‘Seasonal ingredients are at the heart of my cuisine and also of my career to date. My father was a country butcher with a vegetable allotment at home so I quickly learnt about ingredients. And cooking too. I owe my first experience, at the age of 15, to a chef who loved market dishes and who insisted on having a blackboard with dishes of the day. Some years later, in 1998, I was to discover another facet of these seasonal ingredients: how they can be used to enhance a dish, as the basis for a gourmet cuisine based on flavour, such as the one we offer at Le Pont de Brent. Head over heels in love. With a restaurant belonging to Gérard Rabaey on the slopes of Montreux, and with my future wife, who was sommelier there at the time. Two very good reasons to stay put and, in 2011, to decide to take over this lovely village restaurant.
The discussions I have every day with guests and suppliers help me create a cuisine based on innovation, one that never stands still, one that is helped along by the use of fine local seasonal produce.’
What was your most moving culinary experience?
Without a doubt a dinner at Can Fabes, Grand Chef Santi Santamaria’s restaurant, near Barcelona.

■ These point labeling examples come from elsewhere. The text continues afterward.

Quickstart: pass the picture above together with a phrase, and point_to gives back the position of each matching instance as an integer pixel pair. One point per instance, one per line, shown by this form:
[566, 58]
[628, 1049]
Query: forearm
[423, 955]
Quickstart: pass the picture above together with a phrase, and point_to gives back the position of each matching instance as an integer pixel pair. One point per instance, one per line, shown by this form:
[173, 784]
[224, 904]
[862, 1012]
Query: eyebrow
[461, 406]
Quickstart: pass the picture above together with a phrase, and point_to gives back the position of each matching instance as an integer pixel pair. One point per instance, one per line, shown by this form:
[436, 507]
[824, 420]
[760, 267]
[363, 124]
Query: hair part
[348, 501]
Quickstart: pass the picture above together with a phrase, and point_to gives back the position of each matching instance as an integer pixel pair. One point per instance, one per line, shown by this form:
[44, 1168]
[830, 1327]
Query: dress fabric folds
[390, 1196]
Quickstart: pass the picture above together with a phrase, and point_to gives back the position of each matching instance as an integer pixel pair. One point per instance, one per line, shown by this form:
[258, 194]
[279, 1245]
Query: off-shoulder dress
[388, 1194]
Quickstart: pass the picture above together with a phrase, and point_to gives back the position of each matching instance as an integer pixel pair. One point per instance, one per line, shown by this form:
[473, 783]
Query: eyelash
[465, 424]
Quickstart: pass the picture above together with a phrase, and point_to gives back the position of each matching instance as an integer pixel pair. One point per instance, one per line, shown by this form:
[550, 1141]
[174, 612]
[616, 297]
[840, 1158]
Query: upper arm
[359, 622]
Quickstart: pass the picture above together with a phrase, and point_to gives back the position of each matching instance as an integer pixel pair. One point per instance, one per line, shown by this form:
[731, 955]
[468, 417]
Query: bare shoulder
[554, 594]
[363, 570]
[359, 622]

His cuisine had extraordinary flavour, achieved by no grand flourishes or gadgets, and was totally down my street. No references to French gastronomy, but dishes clearly prepared according to their own codes of reference, ingredients and history. That discovery opened up for me a whole new way of seeing things.
The most amusing kitchen incident you ever witnessed?
When I started at Restaurant Le Pont de Brent, the chef asked a commis chef to ‘strain’ some stock. The young man, a bit stressed and hearing ‘drain’, grabbed the saucepan from the stove and tipped all the liquid in the sink. It was the chef’s veal jus.
Your best piece of advice for amateur chefs?
Enjoy the cooking, but also make sure you have time to enjoy your guests’ company.